Stromberg–Voisinet et Vega : La naissance du couple guitare/ampli
À la fin des années 1920, Stromberg–Voisinet et Vega innovent avec des banjos électriques, ouvrant la voie aux premières guitares électrifiées. En 1929, Stromberg-Voisinet annonce une guitare électrifiée dans une publicité, marquant un tournant dans l’industrie. Ces premières incursions dans l’électrification des instruments sont caractérisées par des micros électromagnétiques fixés directement sur la table de l’instrument, connectés à un amplificateur.
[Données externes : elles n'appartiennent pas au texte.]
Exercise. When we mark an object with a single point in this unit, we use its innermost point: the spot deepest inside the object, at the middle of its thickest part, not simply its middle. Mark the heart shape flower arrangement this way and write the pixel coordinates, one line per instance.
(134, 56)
Adolph Rickenbacker et George Beauchamp : le pickup moderne
En 1931, Adolph Rickenbacker et George Beauchamp fondent la Ro–Pat–In Corporation, produisant la première guitare électrique utilisant un micro moderne. Leur innovation repose sur un micro magnétique captant uniquement les vibrations électromagnétiques des cordes, un concept révolutionnaire qui marque le début des guitares électriques modernes. Beauchamp conçoit un micro à deux aimants en forme de fer-à-cheval, encadrant une bobine électro-magnétique. Ce design sélectif permet de capter uniquement les vibrations électromagnétiques, éliminant les interférences acoustiques.
Gibson et la réponse à la concurrence : La ES–150 et le micro « Charlie Christian »
En 1934, Gibson réagit à la concurrence avec sa E-150, un lap steel en métal. En 1936, Gibson lance sa première guitare électrique à corps creux, la ES–150, équipée du micro rectangulaire « Charlie Christian », nommé ainsi en hommage au célèbre guitariste. Ce micro introduit une technologie novatrice avec ses deux aimants et son design spécifique. Gary Hart de chez Gibson dépose un brevet pour ce micro installé sous les cordes, évitant ainsi la compétition directe avec le micro de Rickenbacker qui passait au-dessus des cordes.
Paul Bigsby et Merle Travis : Le système de vibrato
En 1947, Paul Bigsby conçoit, en collaboration avec Merle Travis, une guitare électrique à corps plein, préfigurant les designs futurs. Cette collaboration aboutit à la création d’un instrument au corps innovant, doté d’un pan coupé et de mécaniques montées d’un seul côté de la tête. Outre le design, Bigsby devient également associé au système de vibrato, une innovation technologique majeure qui influencera de nombreuses guitares ultérieures.
Leo Fender et la guitare en série
Dans les années 1940, Leo Fender envisage la production en série de guitares électriques simples, fiables et faciles à fabriquer. La première vague de guitares électriques venait déjà de passer, et la Seconde Guerre mondiale ralentit le développement de cet instrument. Cependant, l’idée de Leo Fender n’était pas uniquement de fabriquer une nouvelle guitare, mais plutôt de pouvoir produire des guitares électriques en masse. Alors que les autres fabricants s’efforçaient de reproduire au plus près le son acoustique, Leo Fender choisit de faire de ce son électrique sa force. En 1946, après avoir formé la société K&F (avec Doc Kauffman, qui avait déjà travaillé sur les Rickenbacher Electros), Leo fonda la Fender Electric Instrument Company. George Fullerton rejoignit Fender en 1948, et ensemble, ils travaillèrent à la fabrication de guitares électriques à corps plein simples, fiables et faciles à fabriquer. La première réalisation fut l’Esquire, mise sur le marché en 1950, suivie de la Broadcaster quelques années plus tard. Ces guitares électriques marquèrent l’histoire en tant que premier vrai succès commercial, adoptant le concept de solid body.